Manning Monday

To grasp the truth of the gospel is to fall on our faces in both sorrow and gratitude. To live as Jesus lived is to move off the floor and into the world. “The imitation of Christ,” writes George Montague, “goes to the very assimilation of his interior attitudes, his way of thinking.” The late Romano Guardini once stated that Francis of Assisi “allowed Jesus Christ to become transparent in his personality.” If this is what it means to live as a Christian, why are the personalities of so many pious, proper, and correct Christians so opaque? Why doesn’t the peace of Christ reign in our hearts, “since as members of the one body we have been called to peace” (Colossians 3:15)? Why don’t the gentleness, compassion and trust that Much Afraid saw shining in the eyes of the Shepherd (in Hannah Hurnard’s Hinds’ Feet on High Places) shine from our eyes? Why don’t our contagious joy, enthusiasm, and gratitude infect others with a love for Christ Jesus? Why doesn’t the radiant loveliness of the Lord stream from our personalities? Why aren’t we windows to God at work? Why aren’t we transparent?

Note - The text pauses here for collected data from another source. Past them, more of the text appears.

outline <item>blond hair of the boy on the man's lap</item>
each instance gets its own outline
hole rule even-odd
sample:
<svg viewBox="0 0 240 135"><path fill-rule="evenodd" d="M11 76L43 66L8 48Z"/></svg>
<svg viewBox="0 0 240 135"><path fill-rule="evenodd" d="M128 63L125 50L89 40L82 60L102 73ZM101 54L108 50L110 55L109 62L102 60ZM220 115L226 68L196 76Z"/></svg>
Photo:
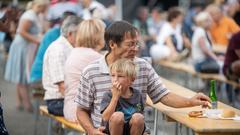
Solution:
<svg viewBox="0 0 240 135"><path fill-rule="evenodd" d="M135 78L137 75L137 66L133 63L132 60L123 58L115 61L110 65L110 71L113 70L123 73L128 77Z"/></svg>

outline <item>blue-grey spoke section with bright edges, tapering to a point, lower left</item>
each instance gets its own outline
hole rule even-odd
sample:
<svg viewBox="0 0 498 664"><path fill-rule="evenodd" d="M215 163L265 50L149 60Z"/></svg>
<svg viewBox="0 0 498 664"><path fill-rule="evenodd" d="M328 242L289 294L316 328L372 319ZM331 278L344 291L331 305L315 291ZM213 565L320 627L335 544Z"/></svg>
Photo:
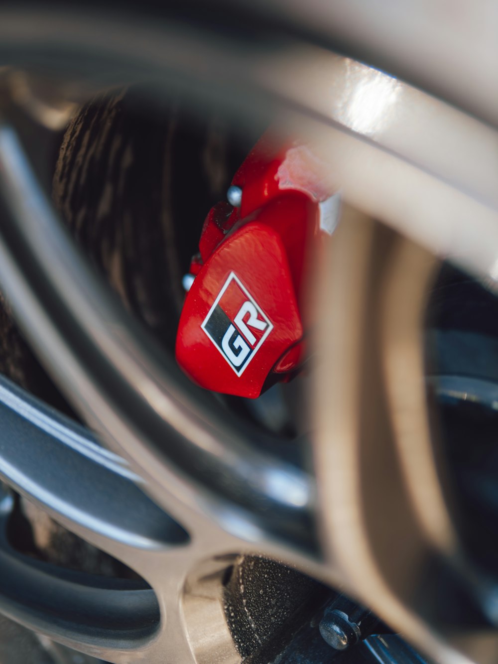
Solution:
<svg viewBox="0 0 498 664"><path fill-rule="evenodd" d="M5 378L0 420L0 476L78 535L111 554L119 544L161 550L188 539L123 459Z"/></svg>

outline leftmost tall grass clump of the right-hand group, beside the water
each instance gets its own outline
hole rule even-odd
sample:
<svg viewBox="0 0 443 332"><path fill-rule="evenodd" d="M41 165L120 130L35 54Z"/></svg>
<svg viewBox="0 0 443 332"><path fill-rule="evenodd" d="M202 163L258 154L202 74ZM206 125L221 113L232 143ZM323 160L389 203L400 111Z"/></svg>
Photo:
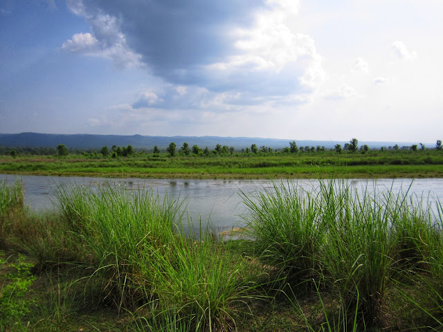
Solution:
<svg viewBox="0 0 443 332"><path fill-rule="evenodd" d="M250 214L247 228L264 264L276 280L299 284L317 279L325 223L315 192L296 183L273 183L252 196L242 193Z"/></svg>

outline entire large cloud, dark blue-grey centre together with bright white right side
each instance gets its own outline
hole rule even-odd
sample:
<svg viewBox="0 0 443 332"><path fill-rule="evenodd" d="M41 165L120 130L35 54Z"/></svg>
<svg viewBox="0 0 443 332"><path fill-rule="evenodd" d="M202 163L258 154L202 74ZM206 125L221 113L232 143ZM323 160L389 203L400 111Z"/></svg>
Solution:
<svg viewBox="0 0 443 332"><path fill-rule="evenodd" d="M68 4L88 21L91 33L74 35L62 48L108 57L121 66L143 63L174 86L156 91L155 101L149 95L139 96L134 107L172 107L174 100L195 105L190 90L206 101L219 93L217 98L226 104L309 100L325 78L314 40L287 26L298 15L299 1L69 0Z"/></svg>

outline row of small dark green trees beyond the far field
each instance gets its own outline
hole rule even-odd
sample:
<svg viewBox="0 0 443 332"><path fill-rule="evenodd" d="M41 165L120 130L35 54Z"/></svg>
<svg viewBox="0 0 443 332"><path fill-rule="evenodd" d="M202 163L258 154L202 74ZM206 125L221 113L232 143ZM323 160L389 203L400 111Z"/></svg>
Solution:
<svg viewBox="0 0 443 332"><path fill-rule="evenodd" d="M130 156L146 156L148 154L153 154L154 157L161 156L165 154L170 157L174 156L232 156L233 154L252 154L252 155L275 155L275 154L314 154L322 152L335 152L336 154L341 153L361 153L365 154L368 151L417 151L417 150L443 150L442 140L437 140L435 142L435 147L426 147L424 144L419 143L419 145L402 146L393 145L388 147L381 147L380 149L371 149L368 145L361 145L359 147L359 140L352 138L350 142L345 143L343 147L340 144L335 145L333 148L325 148L325 146L317 145L314 146L300 146L298 147L295 141L289 142L289 147L284 147L283 149L271 149L271 147L266 147L262 145L257 147L253 144L251 147L246 147L244 149L236 151L234 147L228 147L227 145L217 144L213 150L205 147L204 149L193 145L190 147L187 142L184 142L180 148L177 148L175 142L171 142L170 145L163 151L159 147L154 146L154 149L134 149L132 145L127 147L119 147L113 145L111 149L107 145L103 146L101 149L68 149L65 145L60 144L57 147L0 147L0 155L10 155L10 156L68 156L81 155L85 157L130 157Z"/></svg>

To have the mind of Christ Jesus, to think his thoughts, share his ideals, dream his dreams, throb with his desires, replace our natural responses to persons and situations with the concern of Jesus, and make the mind-set of Christ so completely our own that “the life I now live in the body, I live by faith in the Son of God, who loved me and gave himself for me” (Galatians 2:20), is not the secret of or the shortcut to transparency. It is transparency. (The Importance of Being Foolish, pages 37-38)


Not anything to add. More of Christ and less of me. That's what transparency is really all about, isn't it?